10th July 1890: Newtown is considered as a shopping Mecca serving all the south western suburbs; a newspaper report in the Echo (and/or W. Freame (?) claims 612 were business houses. Compare Marie Ryan (p.63) – ” As Newtown produced very few of her own basic necessities, shops were the very foundation of the suburb. 413 shop residences are recorded in 1892, and 20 buildings served solely as shops. Of this 413, all but 57 were found on Enmore Road or King Street, hailed as “another Oxford Street”.The remaining 57 were scattered in more distant parts of the borough and were mostly corner shops”.

Alexandra canal

March 1890: St. Peters Council writes asking for Newtown’s assistance in campaigning for the Alexandra navigation canal; the former nightsoil dump is to be converted into useful factory sites alongside Shea’s Creek which is to be dredged and channelled for barges; the Department of Public Works will extend the canal to Buckland Street Redfern over the next decade.

1880

Local newspapers

2nd July 1889: Two local newspapers commence publication, the 4-page ‘Newtown Chronicle’ and ‘The Independent’ (which closes in 1911). There are thirty hotels in district.

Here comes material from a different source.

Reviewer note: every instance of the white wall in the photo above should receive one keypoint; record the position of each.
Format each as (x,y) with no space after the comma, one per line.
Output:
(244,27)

Erskineville highest mortality in the State

2nd January 1889: Alderman O’Connell draws attention to the typhoid fever in Gowrie Street in Camden ward. The Herald reports that William Jones, aged 34, of 53 Gowrie Street succumbed to the attack on the 21st, son Edward died on the following day; on Monday daughter Maggie died too; and the mother alone is left. Mrs Charlotte Jones, 31, is now recovering from the fever at Prince Alfred Hospital but does not yet know of the loss of her husband and children. On 24 May 1889, the NSW Board of Health names Erskineville as the suburb where the highest mortality has occurred in the state; the problem of faulty cesspits is made worse by the new railway viaduct impeding drainage to Shea’s Creek.

Trocadero

26th March 1889: The Trocadero amusement hall and skating rink opens in Kings Street; the minutes for April this year mention a swimming club.

Sewerage

23rd April/21st May 1889: Sections of Newtown east of Liberty Street are to be connected to the sewer being built to serve the Royal Price Alfred Hospital.

Smokey brickyards

4th December 1888: Petitioners complaining of large volumes of smoke from the brickyards.

Swimming Baths on King

25th February 1888: The swimming baths have opened on King Street just west of Brown Street, this building will be later converted to Marcus Clarks ‘cash store’, a cinema and a dance hall.

St Georges Hall as Town Hall?

February 1888: Pharmacist Richard Thomas Bellemey is elected mayor and prompts more discussion on resuming St Georges Hall as a Town Hall.

Varieties Theatre

11th October 1887: Mr Bartlett’s Varieties Theatre is i operation in King Street

St Georges Hall

June 1887: Henry Parkes lays the foundation stone for Newtown’s new St. Georges Hall; it is designed in what is described as the ‘modern Italian style’ and the subject of resumption plans in 1890 and 1911.

Quadruplication of the railway line

1886-1892: Quadruplication of the railway line commences. Local streets are being paved with asphalting, the Council transfers its account to the Bank of Australasia after 23 years with the Australian Joint Stock Bank and Stanmore Fire Station opens,

The Gadigal People

The Gadigal (or Cadigal) people lived in the area of Newtown long before it was known by that name. 
Their land south of Port Jackson stretches from to South Head to Petersham.